The rebound in the U.S. economy continues on a steady path upward. Just last week, data showed that U.S. employers hired more than 200,000 workers for the third month in a row in February. Further evidence can be seen in the latest figures on demand for home purchases which rose for the third week in a row, according to the Mortgage Bankers Association (MBA). Applications for refinancing sagged though.
The Association said its gauge of loan requests for home purchases gained 4.4 percent in the week ended March 9, 2012. However, its seasonally adjusted index of overall mortgage application activity, which includes both refinancing and home purchase demand, fell 2.4 percent in that week ending March 9. Refinancing applications fell by 4.1 percent. According to the MBA, this survey covers over 75 percent of US retail residential mortgage applications.

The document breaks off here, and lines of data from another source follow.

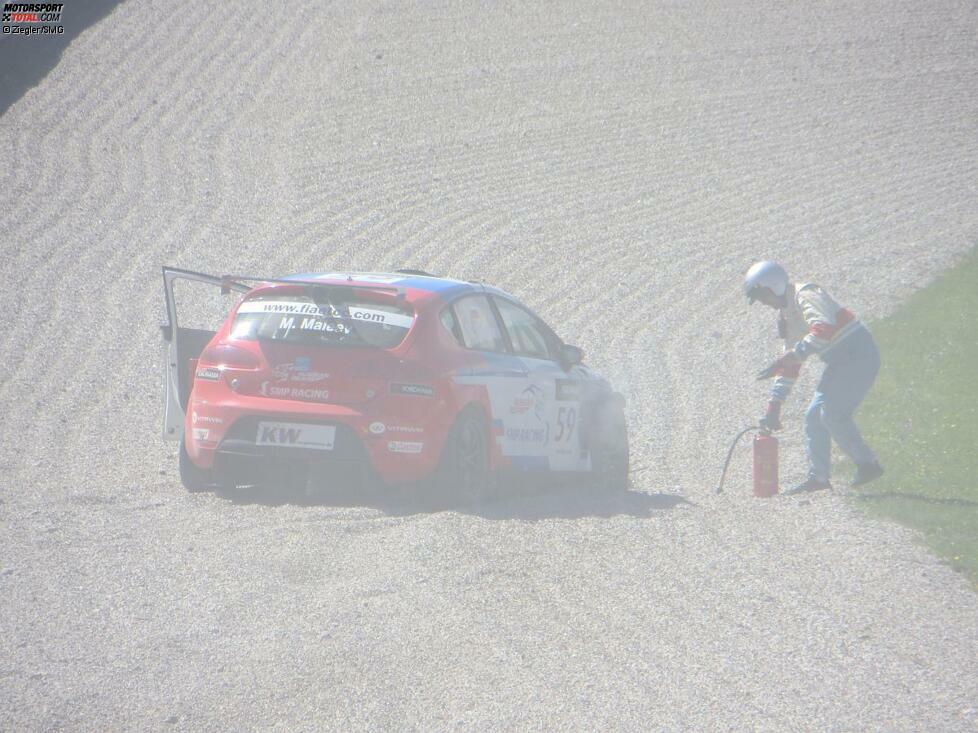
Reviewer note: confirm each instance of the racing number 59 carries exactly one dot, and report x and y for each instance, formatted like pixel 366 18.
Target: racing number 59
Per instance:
pixel 566 419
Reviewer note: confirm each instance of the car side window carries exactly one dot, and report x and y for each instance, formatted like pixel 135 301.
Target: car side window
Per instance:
pixel 526 332
pixel 478 324
pixel 450 322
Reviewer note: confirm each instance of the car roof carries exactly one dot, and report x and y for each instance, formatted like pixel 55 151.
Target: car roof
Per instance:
pixel 442 286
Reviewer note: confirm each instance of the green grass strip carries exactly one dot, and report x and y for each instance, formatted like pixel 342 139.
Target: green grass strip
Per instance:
pixel 922 416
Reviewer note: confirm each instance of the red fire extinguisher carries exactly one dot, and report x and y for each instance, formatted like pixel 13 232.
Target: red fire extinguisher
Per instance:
pixel 765 464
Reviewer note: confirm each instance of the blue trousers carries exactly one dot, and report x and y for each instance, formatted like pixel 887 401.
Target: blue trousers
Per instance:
pixel 847 378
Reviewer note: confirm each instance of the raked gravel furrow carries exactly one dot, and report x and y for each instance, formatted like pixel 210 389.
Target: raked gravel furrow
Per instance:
pixel 617 166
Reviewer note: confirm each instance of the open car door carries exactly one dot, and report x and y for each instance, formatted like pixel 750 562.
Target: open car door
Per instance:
pixel 186 332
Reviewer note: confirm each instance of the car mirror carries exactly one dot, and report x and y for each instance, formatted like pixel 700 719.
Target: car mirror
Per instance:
pixel 571 355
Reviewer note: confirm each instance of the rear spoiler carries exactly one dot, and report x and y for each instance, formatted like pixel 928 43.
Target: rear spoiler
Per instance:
pixel 229 281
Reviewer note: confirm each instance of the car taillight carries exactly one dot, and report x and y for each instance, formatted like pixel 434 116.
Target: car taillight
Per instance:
pixel 225 356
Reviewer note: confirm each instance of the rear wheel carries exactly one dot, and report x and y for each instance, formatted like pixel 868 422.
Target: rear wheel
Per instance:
pixel 463 473
pixel 609 448
pixel 194 479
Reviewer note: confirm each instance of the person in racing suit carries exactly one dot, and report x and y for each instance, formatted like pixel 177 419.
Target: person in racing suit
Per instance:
pixel 811 323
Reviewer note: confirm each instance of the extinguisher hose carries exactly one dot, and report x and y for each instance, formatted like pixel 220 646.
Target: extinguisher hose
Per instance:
pixel 726 463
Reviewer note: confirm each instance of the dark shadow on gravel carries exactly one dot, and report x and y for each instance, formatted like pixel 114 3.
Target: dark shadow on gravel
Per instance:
pixel 916 497
pixel 528 504
pixel 26 60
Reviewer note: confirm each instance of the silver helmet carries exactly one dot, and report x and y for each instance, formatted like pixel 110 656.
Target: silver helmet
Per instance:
pixel 765 274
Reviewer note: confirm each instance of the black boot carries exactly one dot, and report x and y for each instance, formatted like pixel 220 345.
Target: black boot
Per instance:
pixel 812 484
pixel 866 472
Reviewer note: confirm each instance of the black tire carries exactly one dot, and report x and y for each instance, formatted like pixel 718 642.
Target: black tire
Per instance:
pixel 463 472
pixel 609 448
pixel 194 479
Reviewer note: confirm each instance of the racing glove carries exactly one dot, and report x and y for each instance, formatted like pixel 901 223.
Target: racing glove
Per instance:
pixel 772 417
pixel 785 363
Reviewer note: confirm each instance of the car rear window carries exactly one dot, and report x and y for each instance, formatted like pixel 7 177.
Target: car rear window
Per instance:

The volume of purchase applications in February did rise by 18 percent from the previous month, but the level is still 2 percent below the level of year-ago activity. This shows that the recovery is still not robust, at least not yet in the housing market. MBA vice-president of research and economics, Michael Fratantoni said, "Purchase activity remains subdued and within the narrow range we have seen since the expiration of the homebuyer tax credit in 2010."
It remains to be seen whether the ultra-low interest rate policy by the US Federal Reserve can reignite the U.S. economy, particularly the housing market, as well as it has ignited the financial markets. Fixed 30-year mortgage rates are holding steady at 4.06 percent.